Life Begins (Temporarily)
In case you didn’t notice yesterday, I have a bit more time on my hands than I normally do. I actually put up two lengthy posts on widely disparate topics. The reason for my newfound productivity is that the students were set free for Christmas break around lunch on Wednesday. I posted my grades that afternoon and straightened up my desk while I waited for my personal freedom at 3:30. I still had to come back for a planning day on Thursday, but you don’t realize how easy life is for a teacher when there are no students around. I verified my grades, finished some last minute straightening up and then had the other six hours of my day to do nothing. I read the news, listened to last.fm (artists like Iron & Wine, a channel Chris would really dig, I think), ate lunch at the Christmas luncheon, researched salmon and tuna on Wikipedia, and then watched part of the ending to Julius Caesar (which was kind of even preparation for school since I teach Shakespeare’s Julius Caesar, but it’s too enjoyable to count as work.) I left a little early, having a 30 minute pass for perfect attendance last month, picked up E (K was with a friend shopping so I didn’t have to pick her up like usual) and headed home. I had E set up on the floor with some toys and surrounded by pillows (we have no carpeting in the house and he’s not perfected the art of balance yet) and was washing dishes from my baking session the night before by 3:15. E went down for a nap a little while later and I got a chance to format the open letter to Hollywood that I wrote during my free time at work. After a trip to see the drama club’s Christmas play, I came back home, watched the first period of the Thrashers game and formatted the second post, and then switched over to the Poinsettia Bowl to watch Navy and Utah kick off the Bowl Season. I stayed up intentionally late on a Thursday night, knowing that I could sleep in on a Friday. So freaking sweet!
I actually fell asleep on the couch. It’s not a big deal.
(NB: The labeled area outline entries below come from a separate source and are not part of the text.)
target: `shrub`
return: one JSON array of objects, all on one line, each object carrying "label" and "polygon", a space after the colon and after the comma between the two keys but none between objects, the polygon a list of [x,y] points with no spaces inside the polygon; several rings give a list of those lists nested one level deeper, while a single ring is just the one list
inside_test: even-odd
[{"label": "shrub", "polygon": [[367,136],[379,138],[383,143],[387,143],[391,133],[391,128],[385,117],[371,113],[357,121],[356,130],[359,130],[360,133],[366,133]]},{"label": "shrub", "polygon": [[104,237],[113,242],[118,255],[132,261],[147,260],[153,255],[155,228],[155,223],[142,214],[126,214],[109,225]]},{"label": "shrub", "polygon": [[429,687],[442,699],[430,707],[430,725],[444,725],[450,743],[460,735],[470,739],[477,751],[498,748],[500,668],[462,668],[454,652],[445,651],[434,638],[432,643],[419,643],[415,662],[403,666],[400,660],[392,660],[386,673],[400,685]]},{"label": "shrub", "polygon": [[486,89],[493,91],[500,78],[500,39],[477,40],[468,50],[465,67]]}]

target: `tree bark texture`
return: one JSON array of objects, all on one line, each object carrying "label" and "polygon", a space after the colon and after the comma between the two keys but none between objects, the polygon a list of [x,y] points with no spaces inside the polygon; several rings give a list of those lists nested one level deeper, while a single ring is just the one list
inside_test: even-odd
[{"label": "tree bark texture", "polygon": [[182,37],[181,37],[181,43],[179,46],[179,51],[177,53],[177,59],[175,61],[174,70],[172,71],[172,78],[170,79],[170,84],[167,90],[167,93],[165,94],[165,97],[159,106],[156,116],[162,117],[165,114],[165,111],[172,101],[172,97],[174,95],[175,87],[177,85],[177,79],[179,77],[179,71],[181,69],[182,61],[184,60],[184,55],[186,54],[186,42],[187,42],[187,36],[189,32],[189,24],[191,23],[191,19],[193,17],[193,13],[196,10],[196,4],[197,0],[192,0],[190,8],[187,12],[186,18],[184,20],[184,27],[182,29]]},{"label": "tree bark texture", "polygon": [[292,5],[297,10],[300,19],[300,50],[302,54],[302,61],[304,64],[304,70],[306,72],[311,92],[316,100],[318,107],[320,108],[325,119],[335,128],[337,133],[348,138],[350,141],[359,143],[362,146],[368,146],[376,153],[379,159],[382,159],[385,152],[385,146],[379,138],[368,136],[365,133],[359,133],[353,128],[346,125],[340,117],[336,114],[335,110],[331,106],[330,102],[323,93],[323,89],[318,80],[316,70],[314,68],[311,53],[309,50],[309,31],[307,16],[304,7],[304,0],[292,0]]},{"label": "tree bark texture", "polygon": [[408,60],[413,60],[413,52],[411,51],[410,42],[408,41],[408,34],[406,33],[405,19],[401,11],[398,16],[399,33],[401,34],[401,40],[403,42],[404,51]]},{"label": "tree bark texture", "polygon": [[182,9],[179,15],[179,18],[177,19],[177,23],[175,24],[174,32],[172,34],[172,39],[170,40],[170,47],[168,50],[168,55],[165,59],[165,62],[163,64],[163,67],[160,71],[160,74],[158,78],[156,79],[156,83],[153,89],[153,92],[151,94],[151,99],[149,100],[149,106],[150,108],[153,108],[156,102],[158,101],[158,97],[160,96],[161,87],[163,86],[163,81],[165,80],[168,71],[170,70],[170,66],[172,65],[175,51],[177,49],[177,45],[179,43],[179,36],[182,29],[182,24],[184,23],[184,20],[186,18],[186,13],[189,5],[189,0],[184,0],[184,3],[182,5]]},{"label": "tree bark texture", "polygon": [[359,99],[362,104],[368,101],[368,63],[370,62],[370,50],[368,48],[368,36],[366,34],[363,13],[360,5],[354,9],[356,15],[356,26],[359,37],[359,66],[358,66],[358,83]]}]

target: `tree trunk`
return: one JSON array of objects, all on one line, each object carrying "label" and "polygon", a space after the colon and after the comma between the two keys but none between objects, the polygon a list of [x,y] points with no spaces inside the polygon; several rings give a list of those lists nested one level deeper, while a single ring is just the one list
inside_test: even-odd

Our couch is probably the best sleeping couch I’ve ever felt. I woke up fairly rested this morning. K had turned the TV off for me when she got up to feed E around 1 a.m. This morning is a Friday and I’m having my second cup of coffee (I usually go without during school because I lack the time to make any and until recently have tried to avoid regular caffeine consumption) and watching the part of the Navy game that I slept through last night. E is sitting next to me, splitting his attention between watching me typing and the football game (he loves football and bands. He’ll sit quietly through football games, marching bands, and band concerts.) Until about 30 seconds ago he was actually sitting on the floor watching the game, with the occasional glance back at me to give me a grin. It’s one of those moments that actually keep you from sincerely regretting parenthood (and it takes a surprisingly small number of these moments to keep you going, but E gives us these on a regular basis, fortunately). K’s out shopping again.
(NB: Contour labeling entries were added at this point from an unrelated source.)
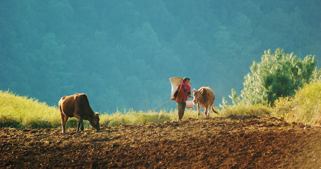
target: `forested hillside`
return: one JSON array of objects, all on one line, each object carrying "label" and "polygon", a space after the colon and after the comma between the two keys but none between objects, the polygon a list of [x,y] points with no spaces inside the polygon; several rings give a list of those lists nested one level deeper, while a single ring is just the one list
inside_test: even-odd
[{"label": "forested hillside", "polygon": [[[75,93],[94,110],[152,109],[168,79],[209,86],[215,106],[264,51],[315,55],[321,1],[2,1],[0,90],[50,105]],[[170,102],[160,109],[175,108]]]}]

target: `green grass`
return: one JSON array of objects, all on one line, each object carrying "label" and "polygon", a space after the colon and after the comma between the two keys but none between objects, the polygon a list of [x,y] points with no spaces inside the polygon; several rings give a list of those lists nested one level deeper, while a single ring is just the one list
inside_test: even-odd
[{"label": "green grass", "polygon": [[[204,111],[203,109],[201,119],[204,118]],[[178,118],[176,109],[169,112],[161,110],[156,112],[137,111],[131,109],[124,110],[123,112],[117,110],[111,114],[102,114],[100,116],[101,126],[161,123],[177,120]],[[211,117],[216,116],[211,113]],[[187,109],[183,120],[197,117],[197,111],[195,109]],[[66,127],[76,127],[77,123],[75,118],[69,118]],[[0,127],[44,128],[61,127],[61,125],[60,112],[56,107],[49,106],[37,99],[19,96],[9,91],[0,91]],[[90,125],[85,120],[84,125],[86,127]]]},{"label": "green grass", "polygon": [[320,125],[321,120],[321,82],[306,85],[294,97],[281,98],[276,102],[271,116],[289,123]]},{"label": "green grass", "polygon": [[[306,85],[297,91],[292,97],[282,98],[277,100],[275,106],[262,105],[229,106],[221,110],[219,115],[211,111],[210,117],[227,117],[231,115],[240,116],[271,116],[283,118],[289,123],[302,123],[306,125],[319,125],[321,124],[321,82]],[[182,120],[196,118],[197,110],[187,109]],[[216,108],[216,109],[218,110]],[[200,120],[204,118],[204,109],[201,109]],[[118,110],[110,114],[102,113],[101,126],[114,126],[150,123],[162,123],[177,120],[177,110],[169,112],[161,110],[158,112],[149,110],[136,111],[133,109]],[[85,126],[90,125],[85,121]],[[70,118],[66,125],[68,127],[76,127],[78,120]],[[0,127],[18,128],[44,128],[61,127],[60,113],[56,106],[49,106],[38,100],[21,96],[8,91],[0,91]]]}]

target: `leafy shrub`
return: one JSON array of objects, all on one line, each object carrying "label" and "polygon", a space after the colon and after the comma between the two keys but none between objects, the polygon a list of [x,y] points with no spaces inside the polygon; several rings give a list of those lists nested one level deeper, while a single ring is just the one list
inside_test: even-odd
[{"label": "leafy shrub", "polygon": [[293,96],[311,79],[320,78],[316,64],[314,56],[307,56],[302,60],[293,52],[285,54],[283,49],[278,48],[272,54],[269,49],[264,52],[260,62],[253,62],[251,73],[244,77],[240,95],[242,99],[236,97],[233,89],[230,97],[234,104],[273,106],[276,99]]},{"label": "leafy shrub", "polygon": [[321,124],[321,81],[307,84],[293,97],[275,101],[271,116],[287,121],[311,125]]}]

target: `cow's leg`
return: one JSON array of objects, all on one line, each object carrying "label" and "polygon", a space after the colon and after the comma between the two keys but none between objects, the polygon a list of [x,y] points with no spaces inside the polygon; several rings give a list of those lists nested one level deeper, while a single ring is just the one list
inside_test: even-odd
[{"label": "cow's leg", "polygon": [[201,107],[200,106],[199,104],[197,103],[197,118],[196,119],[198,119],[198,117],[200,116],[200,114],[201,114]]},{"label": "cow's leg", "polygon": [[62,133],[65,133],[66,127],[66,123],[69,117],[65,115],[65,114],[61,111],[60,112],[60,117],[61,117],[61,125],[62,126]]},{"label": "cow's leg", "polygon": [[205,112],[204,112],[205,113],[205,118],[207,117],[207,114],[208,114],[208,105],[205,106]]},{"label": "cow's leg", "polygon": [[206,118],[210,118],[210,108],[211,108],[211,106],[209,105],[207,108],[207,114],[206,115]]},{"label": "cow's leg", "polygon": [[65,133],[65,127],[66,125],[66,124],[65,123],[65,114],[60,112],[60,117],[61,117],[61,126],[62,126],[62,133]]},{"label": "cow's leg", "polygon": [[63,125],[63,126],[62,126],[62,131],[63,131],[62,132],[63,132],[63,133],[65,133],[65,130],[66,129],[65,129],[65,127],[66,127],[66,123],[67,123],[67,121],[68,120],[68,118],[69,118],[69,117],[68,117],[68,116],[66,116],[65,115],[65,118],[64,118],[64,120],[63,120],[63,121],[64,121],[63,123],[64,124]]},{"label": "cow's leg", "polygon": [[78,119],[78,125],[77,126],[77,130],[76,131],[76,132],[78,133],[78,132],[79,132],[80,128],[82,131],[83,132],[83,125],[82,125],[82,118],[80,116],[78,115],[75,115],[74,117]]}]

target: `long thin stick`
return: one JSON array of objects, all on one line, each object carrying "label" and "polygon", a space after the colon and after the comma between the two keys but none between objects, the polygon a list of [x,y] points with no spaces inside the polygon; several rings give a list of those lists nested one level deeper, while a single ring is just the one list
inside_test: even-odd
[{"label": "long thin stick", "polygon": [[155,107],[155,108],[154,108],[154,109],[152,109],[152,110],[155,110],[155,109],[156,109],[156,108],[157,108],[158,107],[160,107],[160,106],[161,106],[162,105],[163,105],[163,104],[165,104],[165,103],[167,103],[167,102],[168,102],[169,101],[171,101],[171,100],[171,100],[171,100],[169,100],[169,101],[166,101],[166,102],[165,102],[165,103],[163,103],[163,104],[161,104],[159,106],[157,106],[157,107]]}]

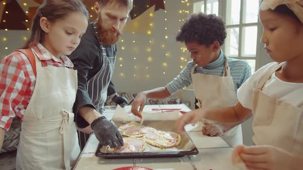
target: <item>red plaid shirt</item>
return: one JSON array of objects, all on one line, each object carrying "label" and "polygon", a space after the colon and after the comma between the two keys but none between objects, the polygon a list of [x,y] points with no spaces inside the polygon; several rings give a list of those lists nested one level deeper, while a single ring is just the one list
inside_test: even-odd
[{"label": "red plaid shirt", "polygon": [[[60,56],[61,61],[40,44],[32,50],[41,60],[42,67],[73,67],[66,56]],[[8,130],[16,115],[22,120],[36,77],[29,60],[19,52],[12,53],[0,61],[0,128]]]}]

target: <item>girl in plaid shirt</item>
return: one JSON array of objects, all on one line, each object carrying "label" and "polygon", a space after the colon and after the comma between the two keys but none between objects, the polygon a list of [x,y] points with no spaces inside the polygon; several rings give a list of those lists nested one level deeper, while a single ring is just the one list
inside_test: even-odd
[{"label": "girl in plaid shirt", "polygon": [[88,18],[81,0],[44,1],[24,49],[0,62],[0,148],[17,116],[17,169],[69,169],[80,153],[71,113],[77,71],[66,55],[79,45]]}]

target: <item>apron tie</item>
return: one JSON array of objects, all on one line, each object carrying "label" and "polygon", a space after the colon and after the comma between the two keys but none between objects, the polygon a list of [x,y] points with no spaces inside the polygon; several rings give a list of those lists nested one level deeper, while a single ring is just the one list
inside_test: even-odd
[{"label": "apron tie", "polygon": [[59,130],[59,133],[62,134],[63,131],[64,130],[64,126],[68,125],[67,120],[68,120],[68,116],[69,113],[67,112],[65,109],[62,109],[61,111],[61,114],[62,114],[62,123],[60,126],[60,130]]},{"label": "apron tie", "polygon": [[64,165],[65,165],[65,168],[69,169],[70,168],[70,164],[69,162],[69,150],[68,147],[70,146],[69,139],[68,138],[68,134],[69,132],[65,132],[68,131],[69,129],[67,126],[68,125],[69,119],[72,118],[72,113],[67,112],[65,109],[62,109],[61,111],[61,114],[62,114],[62,123],[59,130],[59,133],[62,134],[63,136],[63,158],[64,160]]}]

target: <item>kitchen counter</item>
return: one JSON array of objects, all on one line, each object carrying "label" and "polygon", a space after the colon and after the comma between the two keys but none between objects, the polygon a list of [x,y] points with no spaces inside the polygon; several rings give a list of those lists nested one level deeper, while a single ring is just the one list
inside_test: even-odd
[{"label": "kitchen counter", "polygon": [[[144,107],[144,112],[153,112],[153,108],[180,108],[182,111],[190,111],[184,104],[150,105]],[[130,110],[130,106],[124,108]],[[115,113],[115,107],[107,107],[104,114],[109,119]],[[157,111],[158,112],[158,111]],[[99,142],[94,135],[90,135],[85,147],[78,158],[74,169],[112,169],[124,166],[138,166],[154,170],[173,169],[234,169],[231,164],[232,147],[220,137],[204,136],[201,132],[204,124],[198,122],[195,126],[187,125],[185,130],[199,150],[196,155],[178,158],[105,159],[94,154]]]}]

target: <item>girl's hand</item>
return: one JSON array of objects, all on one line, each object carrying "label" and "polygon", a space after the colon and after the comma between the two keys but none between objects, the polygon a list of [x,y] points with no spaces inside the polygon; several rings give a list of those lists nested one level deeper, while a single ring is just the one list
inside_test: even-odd
[{"label": "girl's hand", "polygon": [[292,155],[280,148],[269,145],[244,146],[240,157],[251,170],[290,169]]}]

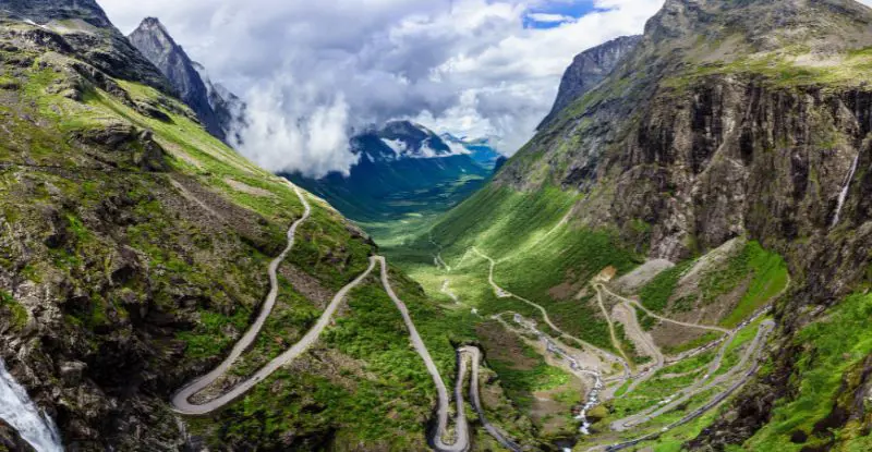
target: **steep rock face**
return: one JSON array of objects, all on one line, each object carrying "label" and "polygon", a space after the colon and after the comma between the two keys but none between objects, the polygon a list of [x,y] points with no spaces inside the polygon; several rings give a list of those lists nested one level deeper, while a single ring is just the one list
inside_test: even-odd
[{"label": "steep rock face", "polygon": [[641,36],[621,36],[579,53],[564,73],[554,107],[538,129],[547,127],[560,111],[602,83],[641,39]]},{"label": "steep rock face", "polygon": [[131,44],[152,61],[172,84],[182,101],[196,113],[199,121],[218,138],[226,138],[226,124],[213,108],[211,91],[206,87],[184,49],[172,39],[167,28],[155,17],[146,17],[128,37]]},{"label": "steep rock face", "polygon": [[[92,53],[71,44],[87,36],[94,48],[110,46],[114,28],[71,32],[83,22],[51,21],[0,20],[0,358],[69,450],[180,450],[187,437],[170,395],[210,369],[247,327],[268,290],[268,261],[303,207],[284,181],[148,86],[166,80],[138,51],[129,47],[118,57],[131,60],[104,70],[106,60],[86,60]],[[154,78],[136,72],[140,62]],[[336,291],[366,268],[374,247],[305,196],[313,218],[280,272],[300,286]],[[282,291],[280,303],[317,313],[315,301],[290,285]],[[258,353],[250,352],[250,366],[266,361]],[[288,406],[300,393],[281,392]],[[244,417],[225,415],[210,422],[235,426]],[[302,428],[334,431],[329,423]],[[0,425],[0,449],[24,450],[20,442]]]},{"label": "steep rock face", "polygon": [[142,82],[164,93],[172,90],[94,0],[4,1],[0,17],[4,16],[41,25],[41,29],[19,30],[28,40],[52,42],[56,51],[86,61],[108,75]]},{"label": "steep rock face", "polygon": [[[741,443],[766,424],[795,395],[806,351],[789,347],[794,334],[869,283],[870,49],[872,10],[850,0],[668,0],[611,75],[496,178],[580,193],[573,221],[642,240],[652,258],[738,235],[785,256],[794,280],[775,370],[694,448]],[[865,413],[840,406],[837,420]]]},{"label": "steep rock face", "polygon": [[215,112],[218,124],[221,126],[226,141],[234,144],[242,143],[241,131],[249,125],[249,106],[239,96],[220,83],[213,82],[206,68],[194,62],[194,68],[206,84],[209,107]]}]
Tomorrow is more of the same, with probably a little housecleaning to get the place ready for K’s parents and brother and sister-in-law coming in on Sunday and Monday. I have basically two weeks to decompress, sleep and do nothing. Of course all of this comes to a screeching halt during the week after New Year’s Day, but I’m OK with that. It’s surprising how much more work teaching is than any other job I’ve ever had. In my other jobs requiring an education I’ve been able to take a break pretty much whenever I wanted to (except the last two hours each night on the copy desk) and spending time on activities with no relation to work never kept me from getting all of my work done on time. It doesn’t work that way at school. If I take a break during my planning block I start getting really behind on grading and planning. The rest of the day I’m with students, during which time taking a break isn’t an option. I even have to train my body to only go to the bathroom during planning and lunch during the day. This probably sounds like whining, but it’s not intended that way. I actually had a good semester, and while I’m still working on trying to find a new career path, work isn’t causing major depression this year like it has in the past. I’m just mentioning it to help explain why I look forward so much to breaks like these where I can get in all the laziness I need that I just don’t get during the school year.
2 comments:
Yeah, I think if I suddenly switched to teaching, it would be a major shock to my system (excretory and otherwise) after working at home by myself for the past 10 months.
Come to think of it, I'm surprised you blog so frequently. I think most of us do our blogging during the work day (part of the reason for no last names on our sites), but you obviously can't do that as a teacher.
I totally understand. I haven't taken a lot of vacation this year and miss that chance to recharge. I've actually considered looking for a job as a teacher around here for that purpose. Plus, schools keep the kind of hours I like (7-3) and I'm pretty sure it would seek out and destroy any thoughts hidden deep in my mind about one day having kids.